Netti. Auckland, NZ
I’ve always been insecure about the colour of my skin. I’ve always felt it was like a dirty brown. I wanted it to be that golden colour everyone desires. In Samoa light skin is considered pretty. We were told to keep out of the sun because that would make us darker.
As a daughter of immigrants I feel I have two different worlds. The traditional Samoan world that I grew up in and then the New Zealand western world. I've had to balance where I stand.
The Samoan girl in me is reminded of my family at the beach. It was all about being very covered up. Hoodies, board shorts to my knees...that sort of thing. The sun would be boiling and we’d have hoodies on. We covered up to not get any darker and we covered up to hide any hint of sexuality. I could never wear something that shows my tits like I wear now.
Now I’m just like fuck that.
Mum and Dad moved our whole life here to New Zealand and we struggled for years and years in poverty. Since I was born they said you’re going to be a doctor, make it worth it that we came to this country. I love my parents and although I never became a doctor I try to please them by excelling in Film and TV.
Living in Christchurch, New Zealand, with little diversity was challenging. I started at a low decile primary school full of people that looked like me, all Maori and Pacific Islanders. Then I changed to Christchurch Girls High School which was a very different culture. It was such a culture shock and very white. I just had to learn to adapt really fast.

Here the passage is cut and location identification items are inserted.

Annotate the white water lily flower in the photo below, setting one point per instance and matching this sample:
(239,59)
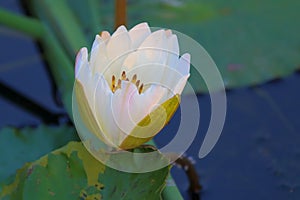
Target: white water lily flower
(130,86)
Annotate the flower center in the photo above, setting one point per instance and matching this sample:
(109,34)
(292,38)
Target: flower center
(117,84)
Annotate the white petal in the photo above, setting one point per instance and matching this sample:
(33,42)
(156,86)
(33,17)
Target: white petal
(103,111)
(138,34)
(117,50)
(184,64)
(119,43)
(105,35)
(81,61)
(181,84)
(99,59)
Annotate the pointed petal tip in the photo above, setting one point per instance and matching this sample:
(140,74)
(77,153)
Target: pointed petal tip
(81,57)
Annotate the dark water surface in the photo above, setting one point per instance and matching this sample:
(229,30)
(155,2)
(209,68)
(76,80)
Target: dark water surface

I took the attitude of, well, this is their story they can’t help that they lived in that. I can’t change that. I just have to get to know them and get their side of the story and they can get to know me and do the same thing. And maybe change their minds about people that are like me.
And now...I embrace my skin so hard because I feel so bad for the old me who didn’t enjoy her life because of something so miniscule.